Re: [RFC PATCH] ceph: guard against __ceph_remove_cap races

CEPH filesystem development
 help / color / mirror / Atom feed

From: Luis Henriques <lhenriques@suse.de>
To: Jeff Layton <jlayton@kernel.org>
Cc: "Yan, Zheng" <ukernel@gmail.com>,
	ceph-devel <ceph-devel@vger.kernel.org>,
	Ilya Dryomov <idryomov@redhat.com>
Subject: Re: [RFC PATCH] ceph: guard against __ceph_remove_cap races
Date: Wed, 11 Nov 2020 14:11:37 +0000	[thread overview]
Message-ID: <87mtzodluu.fsf@suse.de> (raw)
In-Reply-To: <05512d3c3bf95eb551ea8ae4982b180f8c4deb0d.camel@kernel.org> (Jeff Layton's message of "Wed, 11 Nov 2020 08:09:17 -0500")

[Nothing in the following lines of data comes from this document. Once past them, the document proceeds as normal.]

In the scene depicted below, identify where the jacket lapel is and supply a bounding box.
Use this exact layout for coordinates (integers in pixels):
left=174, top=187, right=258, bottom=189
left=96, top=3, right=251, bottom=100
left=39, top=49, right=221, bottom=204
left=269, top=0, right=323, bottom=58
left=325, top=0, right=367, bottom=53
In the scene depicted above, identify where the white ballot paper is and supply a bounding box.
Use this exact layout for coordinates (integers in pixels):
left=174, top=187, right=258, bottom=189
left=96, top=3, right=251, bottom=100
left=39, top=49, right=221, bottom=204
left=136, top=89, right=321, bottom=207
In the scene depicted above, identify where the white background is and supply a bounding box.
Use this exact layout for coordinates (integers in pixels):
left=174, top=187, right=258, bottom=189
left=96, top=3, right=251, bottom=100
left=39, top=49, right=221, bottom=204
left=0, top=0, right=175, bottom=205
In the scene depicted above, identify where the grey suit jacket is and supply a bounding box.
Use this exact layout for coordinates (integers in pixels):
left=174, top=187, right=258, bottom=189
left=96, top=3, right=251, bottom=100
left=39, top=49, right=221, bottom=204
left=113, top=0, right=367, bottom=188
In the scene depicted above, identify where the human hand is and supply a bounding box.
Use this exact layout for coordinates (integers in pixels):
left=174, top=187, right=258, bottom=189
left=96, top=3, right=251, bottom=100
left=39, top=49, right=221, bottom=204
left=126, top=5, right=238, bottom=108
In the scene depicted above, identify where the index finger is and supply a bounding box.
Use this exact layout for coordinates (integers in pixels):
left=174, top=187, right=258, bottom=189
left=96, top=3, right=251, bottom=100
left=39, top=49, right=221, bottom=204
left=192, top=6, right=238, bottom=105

Jeff Layton <jlayton@kernel.org> writes:

> On Wed, 2020-11-11 at 11:08 +0000, Luis Henriques wrote:
>> Jeff Layton <jlayton@kernel.org> writes:
>> 
>> > On Sat, 2019-12-14 at 10:46 +0800, Yan, Zheng wrote:
>> > > On Fri, Dec 13, 2019 at 1:32 AM Jeff Layton <jlayton@kernel.org> wrote:
>> > > > I believe it's possible that we could end up with racing calls to
>> > > > __ceph_remove_cap for the same cap. If that happens, the cap->ci
>> > > > pointer will be zereoed out and we can hit a NULL pointer dereference.
>> > > > 
>> > > > Once we acquire the s_cap_lock, check for the ci pointer being NULL,
>> > > > and just return without doing anything if it is.
>> > > > 
>> > > > URL: https://tracker.ceph.com/issues/43272
>> > > > Signed-off-by: Jeff Layton <jlayton@kernel.org>
>> > > > ---
>> > > >  fs/ceph/caps.c | 21 ++++++++++++++++-----
>> > > >  1 file changed, 16 insertions(+), 5 deletions(-)
>> > > > 
>> > > > This is the only scenario that made sense to me in light of Ilya's
>> > > > analysis on the tracker above. I could be off here though -- the locking
>> > > > around this code is horrifically complex, and I could be missing what
>> > > > should guard against this scenario.
>> > > > 
>> > > 
>> > > I think the simpler fix is,  in trim_caps_cb, check if cap-ci is
>> > > non-null before calling __ceph_remove_cap().  this should work because
>> > > __ceph_remove_cap() is always called inside i_ceph_lock
>> > > 
>> > 
>> > Is that sufficient though? The stack trace in the bug shows it being
>> > called by ceph_trim_caps, but I think we could hit the same problem with
>> > other __ceph_remove_cap callers, if they happen to race in at the right
>> > time.
>> 
>> Sorry for resurrecting this old thread, but we just got a report with this
>> issue on a kernel that includes commit d6e47819721a ("ceph: hold
>> i_ceph_lock when removing caps for freeing inode").
>> 
>> Looking at the code, I believe Zheng's suggestion should work as I don't
>> see any __ceph_remove_cap callers that don't hold the i_ceph_lock.  So,
>> would something like the diff bellow be acceptable?
>> 
>> Cheers,
>
> I'm still not convinced that's the correct fix.
>
> Why would trim_caps_cb be subject to this race when other
> __ceph_remove_cap callers are not? Maybe the right fix is to test for a
> NULL cap->ci in __ceph_remove_cap and just return early if it is?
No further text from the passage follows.